In 2008, a writing student of mine named Lindsay Stern emailed me to set up a meeting to “talk about poems and college apps.” Lindsay was 17, and had recently finished her junior year of high school. In preparation for the meeting, she sent me a handful of poems.
One of the poems, “The Rug Doctor” began arrestingly:
Pierre keeps his autobiography under the sink. It reads:
Pierre
January: Birth.
February: Childhood.
March: Pierre is a boy of ambitions.
April: Pierre makes his living extracting salt from seawater.
May: Wedding.
June: Pierre and Selma buy a house with daffodil wallpaper.
July: A chandelier falls on Pierre.
August: Pierre recovers.
September: Pierre learns to play the flute.

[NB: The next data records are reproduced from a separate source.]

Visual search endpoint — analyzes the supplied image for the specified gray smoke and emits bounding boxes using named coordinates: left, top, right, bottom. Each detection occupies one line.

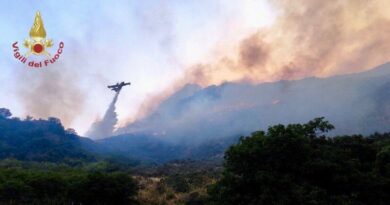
left=86, top=91, right=120, bottom=139
left=115, top=63, right=390, bottom=145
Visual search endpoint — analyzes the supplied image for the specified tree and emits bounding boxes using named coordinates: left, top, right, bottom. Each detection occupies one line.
left=0, top=108, right=11, bottom=119
left=208, top=118, right=390, bottom=205
left=0, top=165, right=139, bottom=204
left=71, top=172, right=138, bottom=205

October: For Halloween, Pierre is a frayed hem.
November: [unwritten]
December: Pierre becomes a rug doctor.
I remember sitting back from the poem in a kind of awestruck stupor, my thoughts drifting back to the humiliating drops of latrine-sweat that I called poems in my own college applications. My response to the remarkable work now before me came in the form of her calendar:
January: Lindsay Stern sent me six poems, but they’re not really poems.
February: I don’t know what to call these, but I like them.
March: These whatever-the-hell-they-ares are fucking great.
April: A teenager wrote these?! Christ.
May: This Lindsay Stern is really something. Does she know how good she is? I have to tell her how good she is. Dear Lindsay Stern, you are so, so good.
June: Has anyone seen the top of my head?